Everything becomes clearer, and we become aware of things that we did not repair before. Yes, depression is a nightmare. But it can also be useful. Something like a nightmare that improves your world in different ways.
For example, I write because of depression. I was not a writer before. I just did not have the intensity to explore with the necessary curiosity and energy.
Fear makes us curious. Sadness makes us philosophize.
So, even if the depression is not completely overcome, we can learn to use what Lord Byron called a “terrible gift” and we can use it in life. For example, I discover that being so aware of mortality can turn me into a person firmly determined to enjoy life anywhere.

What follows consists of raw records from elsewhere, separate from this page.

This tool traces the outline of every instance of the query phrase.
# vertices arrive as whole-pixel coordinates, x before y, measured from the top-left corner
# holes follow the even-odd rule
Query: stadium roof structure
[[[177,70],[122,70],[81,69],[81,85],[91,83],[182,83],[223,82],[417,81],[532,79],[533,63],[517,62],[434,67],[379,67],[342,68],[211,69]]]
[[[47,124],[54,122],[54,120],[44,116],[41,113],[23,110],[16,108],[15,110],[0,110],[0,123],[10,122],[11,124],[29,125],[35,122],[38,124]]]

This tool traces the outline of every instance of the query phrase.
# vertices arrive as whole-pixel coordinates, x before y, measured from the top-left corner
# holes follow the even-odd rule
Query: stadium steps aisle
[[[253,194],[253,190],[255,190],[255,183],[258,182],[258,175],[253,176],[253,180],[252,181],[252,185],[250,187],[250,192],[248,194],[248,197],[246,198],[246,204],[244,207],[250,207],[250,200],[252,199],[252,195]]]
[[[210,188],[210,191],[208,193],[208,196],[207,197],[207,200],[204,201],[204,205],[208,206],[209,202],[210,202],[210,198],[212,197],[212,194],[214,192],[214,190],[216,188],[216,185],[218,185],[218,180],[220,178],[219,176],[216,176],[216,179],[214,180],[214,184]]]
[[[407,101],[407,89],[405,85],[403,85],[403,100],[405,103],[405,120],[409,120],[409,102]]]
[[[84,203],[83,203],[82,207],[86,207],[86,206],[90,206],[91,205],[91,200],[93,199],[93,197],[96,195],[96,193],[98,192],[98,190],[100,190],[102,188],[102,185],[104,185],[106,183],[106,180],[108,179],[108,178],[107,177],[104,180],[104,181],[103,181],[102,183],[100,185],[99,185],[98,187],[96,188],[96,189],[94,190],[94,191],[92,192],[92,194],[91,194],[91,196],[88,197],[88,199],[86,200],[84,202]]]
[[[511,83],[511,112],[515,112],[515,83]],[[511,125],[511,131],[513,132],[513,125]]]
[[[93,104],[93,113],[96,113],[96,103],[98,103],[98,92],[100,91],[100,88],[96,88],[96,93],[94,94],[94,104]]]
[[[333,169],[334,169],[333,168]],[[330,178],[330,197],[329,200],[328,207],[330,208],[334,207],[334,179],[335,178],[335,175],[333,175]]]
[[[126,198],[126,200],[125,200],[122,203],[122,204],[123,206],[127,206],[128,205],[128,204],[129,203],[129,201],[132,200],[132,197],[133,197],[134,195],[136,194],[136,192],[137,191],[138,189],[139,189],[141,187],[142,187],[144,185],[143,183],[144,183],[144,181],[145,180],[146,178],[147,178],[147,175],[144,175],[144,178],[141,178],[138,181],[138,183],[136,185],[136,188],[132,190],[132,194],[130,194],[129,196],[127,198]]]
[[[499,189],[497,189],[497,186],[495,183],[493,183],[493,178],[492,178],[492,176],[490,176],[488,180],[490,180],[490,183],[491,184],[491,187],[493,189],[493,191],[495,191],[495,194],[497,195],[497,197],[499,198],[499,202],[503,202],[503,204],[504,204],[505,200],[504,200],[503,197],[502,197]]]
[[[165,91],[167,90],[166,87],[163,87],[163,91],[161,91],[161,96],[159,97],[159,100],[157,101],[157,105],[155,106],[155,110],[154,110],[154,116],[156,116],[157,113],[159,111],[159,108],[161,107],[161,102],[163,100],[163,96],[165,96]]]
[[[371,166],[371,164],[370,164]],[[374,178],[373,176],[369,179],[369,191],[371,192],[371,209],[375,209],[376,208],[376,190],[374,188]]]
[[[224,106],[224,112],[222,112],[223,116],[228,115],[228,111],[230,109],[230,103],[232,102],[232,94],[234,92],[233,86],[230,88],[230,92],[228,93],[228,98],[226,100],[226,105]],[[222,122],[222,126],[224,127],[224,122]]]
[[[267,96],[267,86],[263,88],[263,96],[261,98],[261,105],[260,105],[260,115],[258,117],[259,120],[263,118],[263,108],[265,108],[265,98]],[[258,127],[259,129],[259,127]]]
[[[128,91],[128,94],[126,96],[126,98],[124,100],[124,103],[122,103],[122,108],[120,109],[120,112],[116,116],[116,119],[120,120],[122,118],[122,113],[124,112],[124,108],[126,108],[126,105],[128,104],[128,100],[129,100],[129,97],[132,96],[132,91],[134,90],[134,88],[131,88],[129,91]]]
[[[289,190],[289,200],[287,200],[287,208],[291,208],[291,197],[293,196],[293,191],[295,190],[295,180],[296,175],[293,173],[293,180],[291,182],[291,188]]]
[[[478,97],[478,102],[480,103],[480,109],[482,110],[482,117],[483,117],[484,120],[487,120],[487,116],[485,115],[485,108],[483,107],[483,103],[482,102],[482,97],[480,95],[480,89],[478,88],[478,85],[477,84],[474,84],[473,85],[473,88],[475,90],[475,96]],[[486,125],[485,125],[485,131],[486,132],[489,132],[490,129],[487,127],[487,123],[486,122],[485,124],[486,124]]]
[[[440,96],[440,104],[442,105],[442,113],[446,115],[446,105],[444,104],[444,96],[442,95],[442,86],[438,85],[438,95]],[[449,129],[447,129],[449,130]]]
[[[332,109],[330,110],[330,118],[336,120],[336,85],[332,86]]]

And let me tell you something. It will sound bland and maudlin, but, I assure you, it is something I completely believe in: love saves us. Love saved me. Andrea, my partner. She saved me. His love for me and my love for her. And not once. Many. One, and another, and another ...
Do not think that it is a perfect relationship. It was not. And it still isn't. Before manifesting my illness we discussed. But if you dive deep enough under a tidal wave, the water is calm. That's how we were. In a way, we argued because we knew that blood would not reach the river.
When you can be who you are with someone, you project out your dissatisfied self. And that happened to me. I was not happy And when the depression attacked, Andrea was by my side. He waited for me patiently during my absence from myself.